T: Temperature of iteration.
Suc: Number of successes at given iteration.
Eva: Total number of function evaluations until end of this iteration.
CPU: Total CPU time in seconds since beginning of run until end of this iteration.
SqF: square root of the target function at the end of iteration
Rf: R-factor penalty at the end of iteration
His: Histogram penalty at the end of iteration
Bnd: Bond angle penalty at the end of iteration
Dis: Discontiguity penalty at the end of iteration
Per: Peripheral penalty at the end of iteration

After the run is completed, final \chi ^2^ against all data files are printed to the output.

gasbor Input Files

GASBORMX requires one or more regularised SAS data (.out) files as generated by GNOM.

In addition, an optional residue sequence data (.seq) file can be provided in Expert mode.

gasbor Output Files

GASBORMX outputs a set of files, each filename starts with a customizable prefix option. If a prefix has been used before, existing files will be overwritten without further note.

Extension Description
.log A copy of the screen output
.pdb or .cif The model is provided in either PDB or mmCIF format, depending on the model-format option.
-i.fit Fit of the simulated scattering curve versus the ith smoothed-out version of the real-data.

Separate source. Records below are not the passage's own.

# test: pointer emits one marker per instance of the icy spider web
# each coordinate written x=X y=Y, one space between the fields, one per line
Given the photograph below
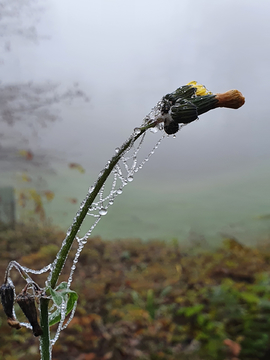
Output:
x=130 y=162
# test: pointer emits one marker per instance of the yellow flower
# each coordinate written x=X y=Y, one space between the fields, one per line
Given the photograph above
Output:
x=200 y=89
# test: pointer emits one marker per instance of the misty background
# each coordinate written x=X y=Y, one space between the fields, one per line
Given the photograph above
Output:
x=119 y=58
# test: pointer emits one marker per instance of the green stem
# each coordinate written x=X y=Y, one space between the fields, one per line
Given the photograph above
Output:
x=45 y=346
x=63 y=253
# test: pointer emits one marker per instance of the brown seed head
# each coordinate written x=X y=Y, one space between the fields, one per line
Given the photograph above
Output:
x=232 y=99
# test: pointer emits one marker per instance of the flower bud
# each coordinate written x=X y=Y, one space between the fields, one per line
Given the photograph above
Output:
x=184 y=111
x=27 y=304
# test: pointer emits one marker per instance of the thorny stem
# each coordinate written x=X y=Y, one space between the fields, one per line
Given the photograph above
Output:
x=63 y=253
x=45 y=346
x=232 y=99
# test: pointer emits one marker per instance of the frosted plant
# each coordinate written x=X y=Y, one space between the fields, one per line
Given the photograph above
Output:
x=57 y=302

See interactive mode how to change the number of supporting points in the spline interpolation.
-i.fir Fit of the simulated scattering curve versus the ith experimental data.
-monomer.dat Calculated scattering of the mononmer.
-dimer.dat Calculated scattering of the mononmer.

Examples

Concentration series of Tetanus toxin

There are three curves available on Tetanus toxin: one corresponds to pure monomer, the other two are from monomer-dimer equilibrium with unknown volume fractions. In this gasbormx example all three curves are fitted simultaneously, while keeping the volume fraction of the monomer fixed to 1 for the monoimer curve and varying monomer and dimer volume fractions for the other two. The overall P2 symmetry is used and 451 residues per monomer are generated.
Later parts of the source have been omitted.